Loop is a function to repeat the processes for a determined rounds. For example, what will we get if we continuously add 1 to the accumulated sum from the start value = 0 for 10 rounds. There are several ways to solve this problem. Of course, you can repeat the same code for +1 for 10 times. You will get the result value as 10.
v<-0
v<-v+1
v<-v+1
v<-v+1
v<-v+1
v<-v+1
v<-v+1
v<-v+1
v<-v+1
v<-v+1
v<-v+1
v
## [1] 10
However, this is not a good solution. It is okay to repeat the command v<-v+1 for 10 times, what if you want to repeat for 100 times? Obviously, this must not be the correct way to go. For this particular request, we can take advantage of the functions of R, such as rep( ). See the following code. Although this is quite neat, it is not general enough. In fact, this code can only be used to solve this problem.
sum(rep(1,10))
## [1] 10
For example, if we want to compute \(1+2+\dots+10\), what can we do. A simple way to go is to call sum(1:10). Alternatively, we can use cumsum( ) and report the final value.
sum(1:10)
## [1] 55
cumsum(1:10)
## [1] 1 3 6 10 15 21 28 36 45 55
Of course, we can use a for loop to solve this problem. A for loop starts at the keyword for followed by ( ) and { }. In the two parentheses is a numeric sequence, which is used to label the round. For example, the command i in 1:10 means a variable i varying from 1 to 10. The commands in between { and } are the processes that we want to repeat. Here, the process is to update the value of the variable v by adding one to it.
v<-0
for(i in 1:10){
v<-v+i
}
v
## [1] 55
If the process to be repeated can be written in one line, then we can write the commands right following for( ).
v<-0
for(i in 1:10)v<-v+i
v
## [1] 55
More than doing arithmetic, loop can be used in many other occasions. The next example extracts the first, third, and fifth elements in the vector sentences. Of course, you can directly call these elements by their positions in the sentences.

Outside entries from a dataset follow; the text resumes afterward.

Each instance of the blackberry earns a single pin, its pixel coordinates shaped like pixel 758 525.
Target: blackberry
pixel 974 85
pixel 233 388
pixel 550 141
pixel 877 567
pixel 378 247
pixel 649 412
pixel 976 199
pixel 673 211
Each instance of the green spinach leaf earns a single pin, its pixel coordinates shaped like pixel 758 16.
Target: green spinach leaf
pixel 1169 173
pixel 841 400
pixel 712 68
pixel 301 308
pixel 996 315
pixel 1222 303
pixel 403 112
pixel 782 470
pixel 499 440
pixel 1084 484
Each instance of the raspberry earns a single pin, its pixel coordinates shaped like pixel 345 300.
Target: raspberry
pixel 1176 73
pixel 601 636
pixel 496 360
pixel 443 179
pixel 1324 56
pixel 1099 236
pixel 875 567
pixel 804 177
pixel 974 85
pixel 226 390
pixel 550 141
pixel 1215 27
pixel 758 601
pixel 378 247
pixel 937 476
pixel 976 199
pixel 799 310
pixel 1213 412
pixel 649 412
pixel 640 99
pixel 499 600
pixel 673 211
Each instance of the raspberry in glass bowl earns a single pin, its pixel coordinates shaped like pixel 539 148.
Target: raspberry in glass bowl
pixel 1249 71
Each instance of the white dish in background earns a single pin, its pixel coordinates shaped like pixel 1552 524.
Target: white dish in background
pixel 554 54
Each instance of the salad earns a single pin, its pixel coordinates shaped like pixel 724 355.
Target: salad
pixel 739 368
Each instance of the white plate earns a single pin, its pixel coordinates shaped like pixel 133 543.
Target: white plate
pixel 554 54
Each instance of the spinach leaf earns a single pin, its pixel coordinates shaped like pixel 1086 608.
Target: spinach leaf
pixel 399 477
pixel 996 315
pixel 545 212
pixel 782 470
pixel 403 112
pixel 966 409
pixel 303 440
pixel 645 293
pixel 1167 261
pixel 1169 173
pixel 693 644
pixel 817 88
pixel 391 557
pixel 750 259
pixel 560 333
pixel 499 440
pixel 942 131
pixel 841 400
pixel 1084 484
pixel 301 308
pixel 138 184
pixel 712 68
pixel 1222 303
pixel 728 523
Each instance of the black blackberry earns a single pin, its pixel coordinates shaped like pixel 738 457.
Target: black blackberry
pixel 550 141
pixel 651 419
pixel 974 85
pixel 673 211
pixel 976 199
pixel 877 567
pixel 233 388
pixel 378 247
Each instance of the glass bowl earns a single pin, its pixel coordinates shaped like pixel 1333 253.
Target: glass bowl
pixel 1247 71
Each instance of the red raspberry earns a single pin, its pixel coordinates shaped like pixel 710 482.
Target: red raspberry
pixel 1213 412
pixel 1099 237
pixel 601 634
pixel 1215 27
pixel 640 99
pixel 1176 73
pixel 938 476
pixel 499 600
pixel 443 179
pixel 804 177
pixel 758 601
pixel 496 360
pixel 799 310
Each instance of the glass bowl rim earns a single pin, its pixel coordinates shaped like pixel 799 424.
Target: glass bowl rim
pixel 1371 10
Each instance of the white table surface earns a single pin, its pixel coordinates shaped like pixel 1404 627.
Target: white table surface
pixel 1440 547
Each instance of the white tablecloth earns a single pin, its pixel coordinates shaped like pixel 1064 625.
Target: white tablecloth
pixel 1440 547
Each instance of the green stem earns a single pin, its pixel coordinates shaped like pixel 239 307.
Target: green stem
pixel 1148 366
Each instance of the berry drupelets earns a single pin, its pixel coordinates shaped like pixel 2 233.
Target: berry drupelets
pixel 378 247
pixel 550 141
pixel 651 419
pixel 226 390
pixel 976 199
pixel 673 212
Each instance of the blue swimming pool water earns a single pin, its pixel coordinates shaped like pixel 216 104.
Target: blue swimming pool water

sentences<-c("This","is","a","wonderful","book")
for(i in seq(1,5,2))print(sentences[i])
## [1] "This"
## [1] "a"
## [1] "book"
sentences[c(1,3,5)]
## [1] "This" "a" "book"
In R, running the for loop is relatively time consuming. There are other functions which are faster than the for loop but can do the same thing in most cases. For example, apply( ) is a function particularly useful when you want to repeat a process by column or by row in a matrix or a data frame. For example, we have a data frame recording five students’ scores in English and Mathematics tests. We can compute the mean of these five students’ scores for each test by calling apply( ) with the second argument set up as 2, meaning that the function in the first argument will be applied to the data of each column. Similarly, when the second argument is set up as 1, the function in the third argument will be applied to the data in each row. That’s the mean score across the two tests for each student.
dd<-data.frame(eng=c(100,78,34,67,89),
math=c(89,76,98,37,20))
dd
## eng math
## 1 100 89
## 2 78 76
## 3 34 98
## 4 67 37
## 5 89 20
apply(dd,2,mean)
## eng math
## 73.6 64.0
apply(dd,1,mean)
## [1] 94.5 77.0 66.0 52.0 54.5
Of course, if you only want to compute the means or sums by row or by column, you have other options. For example, colSums( ), colMeans( ), rowSums( ), and rowMeans( ).
colMeans(dd)
## eng math
## 73.6 64.0
rowMeans(dd)
## [1] 94.5 77.0 66.0 52.0 54.5
Other functions can be used in apply( ). For example, we can compute the standard deviations of English and Mathematics scores.
apply(dd,2,sd)
## eng math
## 25.32390 33.87477
Similar to apply( ), tapply( ) is another common function in the family of apply( ). For illustrating how to use tapply( ), we can add the genders of the five students into the same data frame. Now if we want to check the mean scores in the English test of the two genders, we can use tapply( ). Again, we can use the same way to compute the mean scores in the Mathematics test. Note you can use with( ) to locate the working environment.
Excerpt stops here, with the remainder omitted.